Ditsche ist ein Country Boy At Heart
Texas Lightning im Tollhaus, Karlsruhe, 1.10.2005
Mindesten zwei Leute in dieser Band kennt man aus „anderen Arbeitszusammenhängen“. Trommler Olli Dittrich und Leadsänger Jonny „The Flame“ Olsen sind fernsehbekannt als Ditsche und sein kongenialer Tresenpartner Imbisswirt Ingo. Die Namen dürften der Kapelle noch ein wenig zusätzliches Publikum außerhalb der Zielgruppe „Liebe Countryfreunde“ in die Säle treiben. Schon vor fünf Jahren tingelte die Kapelle um Jonny Olsen tapfer durch Hamburger Clubs mit so schönen Namen wie „Anna’s Country & Western Saloon.“ Olli Dittrich hat einfach mitgeholfen, sie nach einigen Umbesetzungen wiederzubeleben.

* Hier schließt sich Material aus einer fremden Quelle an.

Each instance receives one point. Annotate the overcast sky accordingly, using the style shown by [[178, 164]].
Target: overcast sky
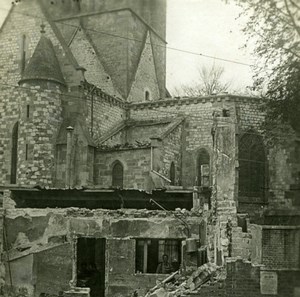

Auf Tour bauen sie sich ihren eigenen Country & Western Saloon, schön kitschig mit zwei grünen Leuchtkakteen, die altertümelnden Mikrophone im Stil der amerikanischen Country-Radioshows damals in Nashville, und ein glitzerbesternter Himmel leuchtet gütig über der Tollhaus-Bühne. Hüte gibt’s selbstredend auf jedem Kopf, Sängerin Jane Comerford ausgenommen – die singt wie eine Göttin und wirkt wie eine ländliche Madonna-Marilyn. Wenn Jonny Olsen „Amigo“, die Liebeserklärung des Gitarrespielers an seine Gitarre, mit den Worten ankündigt: „Freuen Sie sich auf … mich!“, trifft er damit den schmalen Grat zwischen „ernsthafter“ Musik und seinen und den Comedy-Talenten des Herrn Dittrich. Die Band hält – getreu ihrem Motto: „It’s Not A Joke, It’s Country“ immer die Balance: Da ist der unaufdringliche Gitarrist Markus „Fastfinger“ Schmidt, der seinem Spitznamen jede Ehre erweist. Aber nur wenn es passt. Und da ist der grundsolide Kontrabassist Uwe Frenzel, der im Eifer des Gefechts auch seinen großes Holzgerät mal drehen darf. Die Band glänzt durch locker-luftigen Sound, Schmidt setzt auf E- Gitarre und Banjo die solistischen Glanzpunkte, Olsen und Comerford bilden ein gesangsglamourpaar mit Biss und Schmelz gleichzeitig, Olli Dittrich trommelt einfach und gradlinig mit sichtlich viel Spaß.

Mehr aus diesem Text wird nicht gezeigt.